Quote from: Thornhammer on August 21, 2023, 11:46:49 PM
I remember a collection of various weird short stories, one of which was "The Hoard of the Gibbelins." That has stuck with me for decades.

Lord Dunsany does not fuck around.

That is in the collection as well. Just finished reading it.

Lurkndog

Dunsany sounds pretty great. Any suggestions for a good edition? Are the Penguin Classics editions from before they started doing woke edits to the texts of books?

Omega

#1214
Quote from: Lurkndog on August 22, 2023, 02:18:21 PM
Dunsany sounds pretty great. Any suggestions for a good edition? Are the Penguin Classics editions from before they started doing woke edits to the texts of books?

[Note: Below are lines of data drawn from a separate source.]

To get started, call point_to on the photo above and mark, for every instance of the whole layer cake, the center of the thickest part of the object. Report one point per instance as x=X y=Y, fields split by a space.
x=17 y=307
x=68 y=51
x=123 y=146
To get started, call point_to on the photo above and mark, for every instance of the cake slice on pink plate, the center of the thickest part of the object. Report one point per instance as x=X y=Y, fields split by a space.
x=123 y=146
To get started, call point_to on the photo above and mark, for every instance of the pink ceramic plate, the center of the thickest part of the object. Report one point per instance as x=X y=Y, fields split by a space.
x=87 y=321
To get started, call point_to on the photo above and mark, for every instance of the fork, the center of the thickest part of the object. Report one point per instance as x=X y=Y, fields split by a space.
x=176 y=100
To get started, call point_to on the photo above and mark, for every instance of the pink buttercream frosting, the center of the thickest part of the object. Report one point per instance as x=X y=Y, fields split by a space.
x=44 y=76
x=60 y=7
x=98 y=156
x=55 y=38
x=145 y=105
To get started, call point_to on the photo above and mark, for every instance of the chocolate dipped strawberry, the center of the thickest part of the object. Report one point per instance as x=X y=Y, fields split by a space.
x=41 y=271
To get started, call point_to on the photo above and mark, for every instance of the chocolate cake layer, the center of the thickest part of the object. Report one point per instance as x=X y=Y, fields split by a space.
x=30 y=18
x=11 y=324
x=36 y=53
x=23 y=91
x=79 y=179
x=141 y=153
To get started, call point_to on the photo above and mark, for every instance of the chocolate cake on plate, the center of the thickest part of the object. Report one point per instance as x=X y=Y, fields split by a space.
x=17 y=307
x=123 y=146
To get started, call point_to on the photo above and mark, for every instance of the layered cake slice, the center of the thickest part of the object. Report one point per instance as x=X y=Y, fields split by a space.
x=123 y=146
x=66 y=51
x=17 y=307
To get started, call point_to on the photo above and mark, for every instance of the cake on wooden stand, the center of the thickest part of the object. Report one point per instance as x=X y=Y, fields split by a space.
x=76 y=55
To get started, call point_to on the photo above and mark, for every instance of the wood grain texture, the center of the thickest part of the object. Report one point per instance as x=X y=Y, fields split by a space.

The two I have are "Gods, Men and Ghosts. This one is 34 of his longer pieces including The Hoard of the Gibblins and How Nuth Would have Practiced his Art upon the Gnoles. And "The Distressing Tale of Thongobrind the Jeweler and the Doom that Befell him" This one I liked alot as it feels like a high level Thief in action.

The other is The Food of Death, which is 51 very short stories. Many about a page long.

Of the two I'd say go for Gods, Men and Ghosts as it has the more meaty reads, I have only glanced through Food of Death so far. Kat had "The Mist" bookmarked in Food of Death.

THE MIST
The mist said unto the mist: "Let us go up into the Downs." and the mist came up weeping.

And the mist went into the high places and the hollows.
 
And clumps of trees in the distance stood ghostly in the haze.

But I went to a prophet, one who loved the Downs, and said to him: "Why does the mist come up weeping into the Downs when it goes into the high places and the hollows?"

And he said "The mist is the company of a multitude of souls who never saw the Downs, and now are dead. Therefore they come up weeping into the Downs, who are dead and never saw them.